6. Did Sophie wake up early on the morning of her intended departure from the cottage only to see out of the window a familiar car parked down at the gated entrance to the cottage and knowing of his persistence decided to put on her boots and walk the 100 yards to the gate to confront him and get rid of him rather than have to deal with him a little later as he blocked her car from exiting the laneway and have a row then, possibly delaying her travel plans and missing her flight?
7. Imagine, if you will, a frustrated and slightly upset Sophie, still in her night clothes, marching the 100 yards down hill and confronting the driver of the steamed up car, a driver that had probably been sat there for many hours, and most likely having ‘drowned his sorrows’ into the early hours in a local hostilary, perhaps even asleep behind the wheel with the engine running to keep away the early morning cold. Imagine her rousing him from his slumber knocking on the window or opening the door of the car as she beings raising her voice in impatience at his refusal to leave her alone whilst he tries every charm and device to plead with her, begs her to not reject him like this. He tells her he loves her. He tells her how he has never felt like this for any woman before and doesn’t feel he can go on living without her. But Sophie is steadfast in her determination and he is getting nowhere. He begins to cry and the combination of his melancholic alcohol fuelled state and heartbreak drive him from his infatuation into a hate filled rage at what he feels she has done to him. He loses all self control and attacks Sophie with all the pent up rage and brute strength that he can muster. He doesn’t just hit her, he lets go like a raging bull as his hatred of her causes him to punch her to the ground, kick her in the face and drag her by the hair, and she lays on the ground as he knelt astride her his fists are no longer doing the damage to her that his out of control rage demands, so he picks up a block within arms reach and crushes her head with a series of blows. As Sophie’s body goes limp and his rage subsides, he comes to the realisation of what he has done and flees the scene in his car.
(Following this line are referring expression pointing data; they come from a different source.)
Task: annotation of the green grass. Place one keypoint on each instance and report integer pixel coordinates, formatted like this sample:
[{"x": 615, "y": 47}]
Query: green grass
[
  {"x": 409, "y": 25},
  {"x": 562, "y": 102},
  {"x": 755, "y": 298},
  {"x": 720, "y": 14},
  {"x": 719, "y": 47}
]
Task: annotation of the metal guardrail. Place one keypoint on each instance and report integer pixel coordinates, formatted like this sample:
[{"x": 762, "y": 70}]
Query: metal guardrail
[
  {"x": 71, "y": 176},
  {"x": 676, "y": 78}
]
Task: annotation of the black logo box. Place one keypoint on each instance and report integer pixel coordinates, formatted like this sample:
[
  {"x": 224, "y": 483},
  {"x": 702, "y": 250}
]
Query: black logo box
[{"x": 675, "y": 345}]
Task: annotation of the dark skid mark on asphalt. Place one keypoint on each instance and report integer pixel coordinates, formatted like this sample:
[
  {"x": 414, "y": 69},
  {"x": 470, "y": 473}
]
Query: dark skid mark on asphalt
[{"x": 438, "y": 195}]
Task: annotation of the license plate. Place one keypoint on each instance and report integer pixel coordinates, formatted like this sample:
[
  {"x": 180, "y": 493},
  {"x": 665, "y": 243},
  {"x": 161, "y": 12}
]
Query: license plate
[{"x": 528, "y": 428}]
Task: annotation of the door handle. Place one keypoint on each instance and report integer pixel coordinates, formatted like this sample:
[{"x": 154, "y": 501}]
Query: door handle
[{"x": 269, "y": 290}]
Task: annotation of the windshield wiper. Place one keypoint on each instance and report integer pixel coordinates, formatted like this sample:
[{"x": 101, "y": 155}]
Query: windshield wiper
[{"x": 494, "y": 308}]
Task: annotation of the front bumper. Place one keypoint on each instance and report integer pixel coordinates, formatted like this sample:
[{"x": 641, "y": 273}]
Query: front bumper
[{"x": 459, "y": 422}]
It is impossible to reasonably think that any scenario other than that outlined above could explain all the evidence available. It explains the lack of forensics at the house itself, it explains the motive for the killing and the opportunity for the killer. Nothing else makes sense. Find the man she was having the ‘affair’ with, and you’ve found the murderer. It is hard to believe that no one locally knows or suspects who this man is. One thing for certain, it’s unlikely to be Ian Bailey. Why? Because he lacked motive and opportunity apart from lack of access to a car.
In all the murder cases I’ve investigated, or been involved with, killings like this always habe the exact same factors involved, whether it be the killing of a lover, wife or a prostitute. The killer is always under the influence of either alcohol or drugs or both, but mostly alcohol, and there has to be rejection in the face of an expectation (reasonable or not) whilst in the course of an argument that quickly deteriorates to the loss of self control of the attacker.
This 25 year old case is easily solved, find the lover and you’ve found the killer. It really is that simple!